Two ways in which Vandermonde matrices have been generalized are by allowing confluency of the points $x_i$ and by replacing the monomials by other polynomials. Confluency arises when the $x_i$ are not distinct. If we assume that equal $x_i$ are contiguous then a confluent Vandermonde matrix is obtained by “differentiating” the previous column for each of the repeated points. For example, with points $x_1, x_1, x_1, x_2, x_2$ we obtain

$\notag \begin{bmatrix} 1 & 0 & 0 & 1 & 0 \\ x_1 & 1 & 0 & x_2 & 1 \\ x_1^2 & 2x_1 & 2 & x_2^2 & 2x_2 \\ x_1^3 & 3x_1^2 & 6x_1 & x_2^3 & 3x_2^2 \\ x_1^4 & 4x_1^3 & 12x_1^2 & x_2^4 & 4x_2^3 \end{bmatrix}. \qquad (4)$

The transpose of a confluent Vandermonde matrix arises in Hermite interpolation; it is nonsingular if the points corresponding to the “nonconfluent columns” are distinct (that is, if $x_1 \ne x_2$ in the case of (4)).

A Vandermonde-like matrix is defined in terms of a set of polynomials $\{p_i(x)\}_{i=0}^n$ with $p_i$ having degree $i$:

$\notag \begin{bmatrix} p_0(x_1) & p_0(x_2) & \dots & p_0(x_n)\\ p_1(x_1) & p_1(x_2) & \dots & p_1(x_n)\\ \vdots & \vdots & \dots & \vdots\\ p_{n-1}(x_1) & p_{n-1}(x_2) & \dots & p_{n-1}(x_n)\\ \end{bmatrix}.$

Of most interest are polynomials that satisfy a three-term recurrence, in particular, orthogonal polynomials.

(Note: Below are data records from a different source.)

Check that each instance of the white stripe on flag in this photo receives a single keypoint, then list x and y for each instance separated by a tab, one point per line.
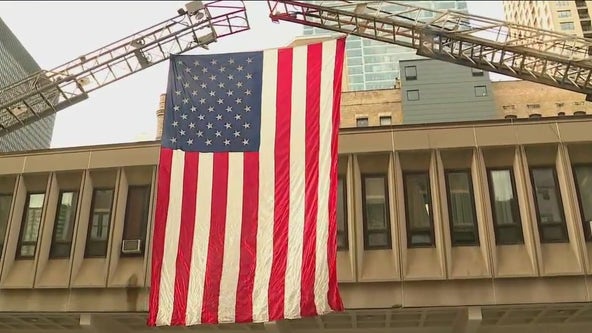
267	186
232	239
201	234
326	131
293	283
171	241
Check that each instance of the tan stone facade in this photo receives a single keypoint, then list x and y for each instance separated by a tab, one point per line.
434	286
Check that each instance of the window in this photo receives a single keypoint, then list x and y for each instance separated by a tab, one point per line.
564	13
413	95
410	73
63	227
385	120
136	215
342	239
377	234
567	26
5	202
30	226
98	226
461	208
504	205
418	209
362	122
549	207
583	177
480	91
476	72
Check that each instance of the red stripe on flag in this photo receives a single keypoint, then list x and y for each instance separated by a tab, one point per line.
333	296
184	251
215	258
311	206
248	244
282	185
160	216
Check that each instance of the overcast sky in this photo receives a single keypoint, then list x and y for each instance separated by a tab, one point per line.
55	32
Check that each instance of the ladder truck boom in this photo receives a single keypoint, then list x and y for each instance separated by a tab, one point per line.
552	58
49	91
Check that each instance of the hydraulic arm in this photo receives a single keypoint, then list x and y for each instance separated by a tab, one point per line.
547	57
47	92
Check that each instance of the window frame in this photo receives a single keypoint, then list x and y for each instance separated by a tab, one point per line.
55	224
345	231
387	231
3	237
475	225
146	216
20	243
412	90
390	119
585	225
484	89
476	72
408	230
358	119
570	28
410	77
515	213
90	219
560	202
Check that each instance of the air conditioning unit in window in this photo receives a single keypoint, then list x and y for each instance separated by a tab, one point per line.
130	246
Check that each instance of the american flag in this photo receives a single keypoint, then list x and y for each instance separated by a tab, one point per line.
245	225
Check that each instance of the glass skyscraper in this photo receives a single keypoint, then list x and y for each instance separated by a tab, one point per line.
16	64
375	65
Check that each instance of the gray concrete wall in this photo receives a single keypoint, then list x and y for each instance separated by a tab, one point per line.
446	93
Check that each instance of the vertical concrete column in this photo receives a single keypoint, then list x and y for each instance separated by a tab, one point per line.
160	116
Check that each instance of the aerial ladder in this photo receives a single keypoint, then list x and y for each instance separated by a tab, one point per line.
49	91
552	58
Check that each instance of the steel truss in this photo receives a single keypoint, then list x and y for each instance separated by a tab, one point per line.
47	92
547	57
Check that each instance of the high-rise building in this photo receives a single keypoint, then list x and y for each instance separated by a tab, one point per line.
375	65
571	17
15	64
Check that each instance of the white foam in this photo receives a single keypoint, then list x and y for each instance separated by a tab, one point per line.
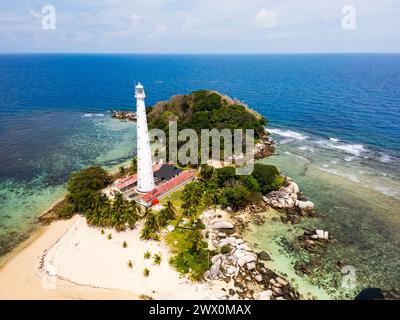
354	149
306	148
388	191
288	134
385	158
348	176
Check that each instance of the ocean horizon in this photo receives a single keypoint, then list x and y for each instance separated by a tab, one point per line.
334	116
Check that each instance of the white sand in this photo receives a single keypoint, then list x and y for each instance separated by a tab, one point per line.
20	277
86	257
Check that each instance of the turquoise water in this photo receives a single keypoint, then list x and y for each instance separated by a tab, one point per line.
42	167
359	206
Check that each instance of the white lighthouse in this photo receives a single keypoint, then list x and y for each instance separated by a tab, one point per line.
145	181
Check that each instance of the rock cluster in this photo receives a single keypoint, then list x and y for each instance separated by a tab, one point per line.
241	268
264	148
289	198
124	115
313	240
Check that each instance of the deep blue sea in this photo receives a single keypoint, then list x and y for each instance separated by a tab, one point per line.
339	112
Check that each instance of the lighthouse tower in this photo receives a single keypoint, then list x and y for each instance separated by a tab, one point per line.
145	181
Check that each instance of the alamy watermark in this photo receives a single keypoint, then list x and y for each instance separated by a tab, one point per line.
188	147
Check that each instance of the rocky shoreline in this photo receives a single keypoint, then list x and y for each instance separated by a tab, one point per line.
243	270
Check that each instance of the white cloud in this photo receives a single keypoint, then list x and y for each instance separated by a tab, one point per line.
188	24
136	21
35	15
161	29
265	18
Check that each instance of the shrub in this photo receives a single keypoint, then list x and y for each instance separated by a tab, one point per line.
66	211
226	249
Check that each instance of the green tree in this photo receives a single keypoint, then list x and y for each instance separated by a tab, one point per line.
151	227
166	214
83	185
122	171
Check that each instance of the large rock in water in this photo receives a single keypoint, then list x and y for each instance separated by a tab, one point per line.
264	256
222	225
305	206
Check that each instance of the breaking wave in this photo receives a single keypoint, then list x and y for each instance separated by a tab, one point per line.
353	149
288	134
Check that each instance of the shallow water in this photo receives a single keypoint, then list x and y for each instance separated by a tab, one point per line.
358	201
37	179
338	131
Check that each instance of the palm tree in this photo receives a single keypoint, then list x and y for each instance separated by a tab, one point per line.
196	239
167	213
157	258
122	171
130	264
171	211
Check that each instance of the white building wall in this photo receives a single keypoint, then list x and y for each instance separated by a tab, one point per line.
145	181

Such matrices can be much better conditioned than general Vandermonde matrices.

## Notes

Algorithms for solving confluent Vandermonde-like systems and their rounding error analysis are described in the chapter “Vandermonde systems” of Higham (2002).

Gautschi has written many papers on the conditioning of Vandermonde matrices, beginning in 1962. We mention just his most recent paper on this topic: Gautschi (2011).

## References

This is a minimal set of references, which contain further useful references within.

## One thought on “What Is a Vandermonde Matrix?”

1. A few interesting tidbits regarding Vandermonde matrices.

Since det V has a nice closed form Vandermonde systems are one of the few places where one can meaningfully apply Cramer’s rule.

If a set of nodes maximize |det V| they are known as Fekete points. In one dimension the Fekete points are the Gauss-Legendre-Lobatto nodes (GLL); a result which I believe was first shown by Fejér. The proof is tedious. A cottage industry exists around trying to find Fekete points in higher dimensional domains with applications to multi-variate Lagrange interpolation.